In China, a plastic sheet stands between taxi drivers and coronavirus1 min read . Updated: 25 Feb 2020, 05:22 PM IST In Beijing, all taxi drivers have to wear face masks, must direct customers to sit in the rear, and disinfect their cars twice a day.
At a Beijing "disinfection station", a driver for a ride-hailing company is installing a plastic shield between the front and rear seats of his car to reassure passengers during the deadly coronavirus outbreak.
Zhao Haijun, a Didi Chuxing driver, says the shield helps isolate him from passengers, and prevents the virus being spread through droplets in the air.
"Now, I don't chat with the passengers," said Zhao. "In an extraordinary period, it's better to be careful." The car-hailing giant has nine disinfection stations in the capital, each of which can sterilise around 400 vehicles a day.
In addition, there are also 46 plastic shield installation points around the city handling up to 100 cars each per day.
China has implemented unprecedented measures to try and contain the spread of the virus -- which has killed more than 2,600 people in the mainland -- including locking down tens of millions of people in the city's epicentre, Hubei province.
There have also been tight restrictions on transport.
Across the country, residential buildings, offices and shopping centres are regularly spraying disinfectant, and checking the temperature of visitors.
In Beijing, all taxi drivers have to wear face masks, must direct customers to sit in the rear, and disinfect their cars twice a day.
But Didi -- which says it has 30 million drivers and more than 550 million users across its various services -- is hoping to reassure its customers with extra measures.

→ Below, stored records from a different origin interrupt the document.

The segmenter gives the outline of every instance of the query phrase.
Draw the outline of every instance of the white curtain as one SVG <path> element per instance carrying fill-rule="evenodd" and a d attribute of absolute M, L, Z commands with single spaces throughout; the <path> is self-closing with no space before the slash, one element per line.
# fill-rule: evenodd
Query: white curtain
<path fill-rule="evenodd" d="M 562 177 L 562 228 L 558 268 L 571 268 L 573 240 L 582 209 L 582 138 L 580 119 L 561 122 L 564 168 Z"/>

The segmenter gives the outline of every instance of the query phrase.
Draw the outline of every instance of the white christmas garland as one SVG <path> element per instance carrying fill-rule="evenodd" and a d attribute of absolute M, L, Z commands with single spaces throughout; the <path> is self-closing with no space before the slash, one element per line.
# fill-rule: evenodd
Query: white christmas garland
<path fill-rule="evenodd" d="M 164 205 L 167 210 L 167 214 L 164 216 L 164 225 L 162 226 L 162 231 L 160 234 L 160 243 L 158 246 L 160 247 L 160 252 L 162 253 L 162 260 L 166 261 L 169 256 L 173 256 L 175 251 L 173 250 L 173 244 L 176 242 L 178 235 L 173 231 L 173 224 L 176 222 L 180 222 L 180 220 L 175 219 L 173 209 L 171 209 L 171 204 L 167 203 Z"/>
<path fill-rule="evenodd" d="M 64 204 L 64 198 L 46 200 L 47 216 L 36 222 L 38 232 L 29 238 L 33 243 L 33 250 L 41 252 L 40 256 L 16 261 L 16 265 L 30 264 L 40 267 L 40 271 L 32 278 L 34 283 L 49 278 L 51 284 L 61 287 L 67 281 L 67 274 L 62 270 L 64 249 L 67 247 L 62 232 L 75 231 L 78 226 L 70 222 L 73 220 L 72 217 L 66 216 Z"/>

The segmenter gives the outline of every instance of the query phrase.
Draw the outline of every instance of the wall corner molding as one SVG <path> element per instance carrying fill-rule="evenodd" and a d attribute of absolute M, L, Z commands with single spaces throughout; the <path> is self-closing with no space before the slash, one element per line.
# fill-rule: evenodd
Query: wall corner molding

Wang Weijia, driver service manager at Didi Beijing, told AFP that given the current mood even a sneeze "could cause tension between the driver and the passenger".
Staff in protective suits spray medical disinfectant work inside and outside, while handles, pedals and steering wheels are doused in cleaning fluid.
After attaching the dividing shield, Didi staff also post a health reminder with a cartoon of a car with a large red heart next to it.
"Safety means protection, and love can cross the plastic cover," the notice reads. As well as visiting the disinfection stations, Zhao says he also takes his own measures.
"When the passengers get out, I open the window to ventilate, and I disinfect before I receive a new order," he said.